Suppose we have the vector $$\mathbf{r}$$ living in $$\mathbb{R}^2$$ decomposed into its components $$\mathbf{r} = x \mathbf{e}_x + y \mathbf{e}_y$$, where $$\mathbf{e}_x = (1,0)$$ and $$\mathbf{e}_y = (0,1)$$. Let’s define $$r = \sqrt{x^2 + y^2} = \|\mathbf{r}\|$$, the length of $$\mathbf{r}$$.

To find $$\partial_x r$$, we shall compare the length of $$\mathbf{r}$$ and $$\mathbf{r} + h \mathbf{e}_x$$ for some small $$h$$. We notice that as $$h \to 0$$, we have $$\|\mathbf{r} + h \mathbf{e_x}\| \to r + h \partial_x(r)$$. Taking this approximation., we can draw the following picture.
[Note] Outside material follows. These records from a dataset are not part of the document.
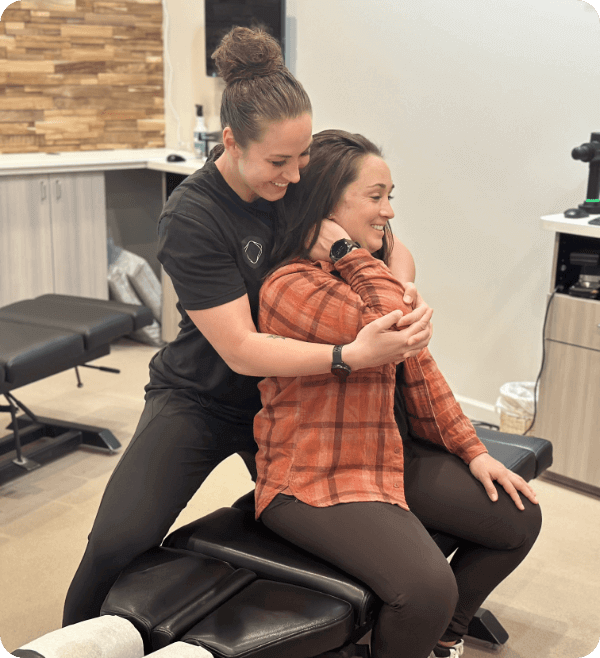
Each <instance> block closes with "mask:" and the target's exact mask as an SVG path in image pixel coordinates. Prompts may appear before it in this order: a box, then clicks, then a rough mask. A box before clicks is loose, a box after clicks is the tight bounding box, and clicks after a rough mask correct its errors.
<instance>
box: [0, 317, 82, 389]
mask: <svg viewBox="0 0 600 658" xmlns="http://www.w3.org/2000/svg"><path fill="white" fill-rule="evenodd" d="M0 336H2V338H1V342H0V367H1V368H2V371H3V373H4V375H3V379H4V382H3V383H6V384H10V387H11V388H13V387H16V386H20V385H24V384H26V383H29V382H31V381H35V380H37V379H43V378H44V377H47V376H48V375H49V374H50V373H52V374H54V373H55V372H57V371H60V370H63V369H64V368H63V367H62V366H63V364H65V363H67V364H70V363H72V362H77V361H80V360H81V358H82V357H83V355H84V354H85V348H84V344H83V338H82V336H80V335H78V334H74V333H73V332H72V331H66V330H64V329H58V328H53V327H43V326H39V325H27V324H20V323H17V322H12V321H8V320H3V319H2V318H0ZM1 390H2V389H1V388H0V391H1Z"/></svg>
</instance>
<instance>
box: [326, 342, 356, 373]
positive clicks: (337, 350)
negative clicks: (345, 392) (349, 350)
mask: <svg viewBox="0 0 600 658" xmlns="http://www.w3.org/2000/svg"><path fill="white" fill-rule="evenodd" d="M342 347H343V345H336V346H335V347H334V348H333V360H332V363H331V372H332V374H334V375H335V376H336V377H337V378H338V379H339V380H340V382H345V381H346V379H347V378H348V375H349V374H350V373H351V372H352V368H351V367H350V366H349V365H348V364H347V363H344V362H343V361H342Z"/></svg>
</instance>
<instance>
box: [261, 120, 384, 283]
mask: <svg viewBox="0 0 600 658" xmlns="http://www.w3.org/2000/svg"><path fill="white" fill-rule="evenodd" d="M367 155H376V156H378V157H380V158H381V157H383V155H382V152H381V149H380V148H378V147H377V146H375V144H373V142H371V141H370V140H368V139H367V138H366V137H363V136H362V135H358V134H353V133H349V132H346V131H345V130H323V131H322V132H320V133H317V134H316V135H313V142H312V144H311V146H310V161H309V163H308V164H307V165H306V167H304V168H303V169H302V171H301V172H300V181H299V182H298V183H296V184H290V185H289V186H288V191H287V193H286V195H285V198H284V199H283V203H284V211H285V212H284V214H285V220H284V221H280V222H279V223H278V225H277V227H276V236H275V245H274V247H273V250H272V252H271V262H272V263H274V264H275V267H273V268H272V269H271V270H270V271H269V272H268V273H267V276H268V275H269V274H271V273H272V272H273V271H274V270H275V269H277V268H279V267H281V266H282V265H285V264H286V263H289V262H290V261H292V260H297V259H307V258H309V253H310V250H311V249H312V248H313V246H314V245H315V244H316V242H317V240H318V238H319V232H320V230H321V223H322V222H323V220H324V218H325V217H328V216H329V214H330V213H332V212H333V210H334V208H335V207H336V206H337V204H338V203H339V202H340V200H341V198H342V195H343V194H344V192H345V191H346V188H347V187H348V185H350V184H351V183H353V182H354V181H355V180H356V179H357V178H358V176H359V174H360V167H361V164H362V161H363V160H364V158H365V157H366V156H367ZM311 234H312V239H311V240H310V242H309V243H308V244H307V241H308V239H309V236H311ZM393 244H394V238H393V236H392V231H391V229H390V228H389V224H386V226H385V229H384V234H383V246H382V248H381V249H380V250H379V251H377V252H376V253H374V254H373V255H374V256H375V257H376V258H379V259H380V260H383V262H384V263H386V265H387V264H388V263H389V255H390V253H391V249H392V246H393Z"/></svg>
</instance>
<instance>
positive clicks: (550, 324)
mask: <svg viewBox="0 0 600 658" xmlns="http://www.w3.org/2000/svg"><path fill="white" fill-rule="evenodd" d="M599 325H600V302H599V301H596V300H591V299H578V298H574V297H567V296H566V295H556V296H555V298H554V300H553V301H552V307H551V309H550V312H549V315H548V325H547V328H546V340H545V347H546V363H545V365H544V371H543V373H542V378H541V380H540V392H539V403H538V414H537V419H536V422H535V427H534V428H533V432H532V433H533V434H534V435H536V436H540V437H543V438H545V439H549V440H550V441H552V445H553V453H554V462H553V464H552V467H551V468H550V469H549V470H550V472H551V473H555V474H557V475H559V476H563V477H566V478H569V479H571V480H575V481H577V482H580V483H583V484H585V485H591V486H593V487H600V404H598V397H599V395H600V328H599Z"/></svg>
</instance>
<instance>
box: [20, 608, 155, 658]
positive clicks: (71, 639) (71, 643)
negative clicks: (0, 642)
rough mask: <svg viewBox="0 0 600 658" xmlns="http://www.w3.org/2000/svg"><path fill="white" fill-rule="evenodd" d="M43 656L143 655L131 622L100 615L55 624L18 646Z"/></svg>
mask: <svg viewBox="0 0 600 658" xmlns="http://www.w3.org/2000/svg"><path fill="white" fill-rule="evenodd" d="M21 649H29V650H30V651H36V652H37V653H39V654H40V655H41V656H43V657H44V658H143V656H144V643H143V642H142V638H141V636H140V634H139V633H138V631H137V630H136V629H135V627H134V626H133V624H132V623H131V622H129V621H127V620H126V619H123V618H122V617H116V616H113V615H104V616H103V617H95V618H94V619H88V620H86V621H82V622H79V623H78V624H73V625H71V626H66V627H65V628H59V629H58V630H56V631H52V632H51V633H47V634H46V635H42V637H39V638H38V639H37V640H33V642H29V644H25V645H23V646H22V647H21Z"/></svg>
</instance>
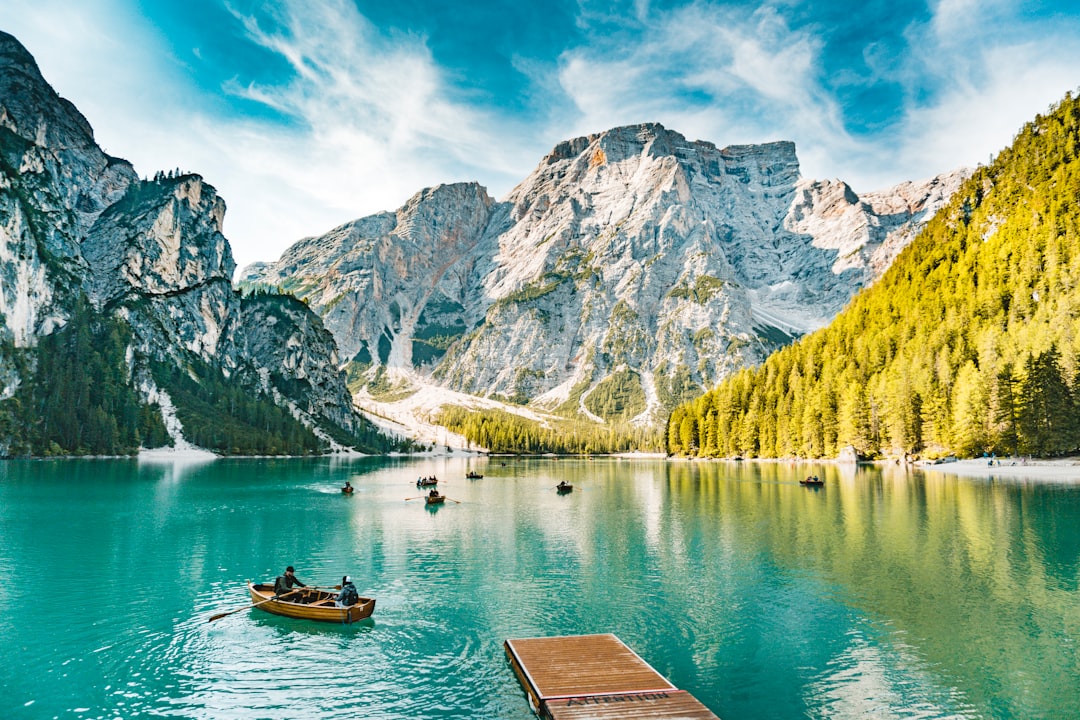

Focus on the two similar right triangles in the above picture that share the same angle $$\theta$$, we have

$\cos \theta = \frac{x}{r} = \frac{h\partial_x(r)}{h} = \partial_x(r).$

Similarly, we can conclude

$\sin \theta = \frac{y}{r} = \partial_y(r).$

\begin{align*} \nabla r &= \partial_x(r) \mathbf{e}_x + \partial_y(r) \mathbf{e}_y \\ &= \frac{x}{r} \mathbf{e}_x + \frac{y}{r} \mathbf{e}_y \\ &= \frac{\mathbf{r}}{r} \end{align*}

Algebraic method

We can also easily calculate that $$\nabla(x^2 + y^2) = 2 (x,y)$$. So $$\nabla(r^2) = 2 \mathbf{r}$$. Now by chain rule we also have $$\nabla(r^2) = 2r \nabla r$$. Combining the two equations we get $$\nabla r = \mathbf{r}/r$$.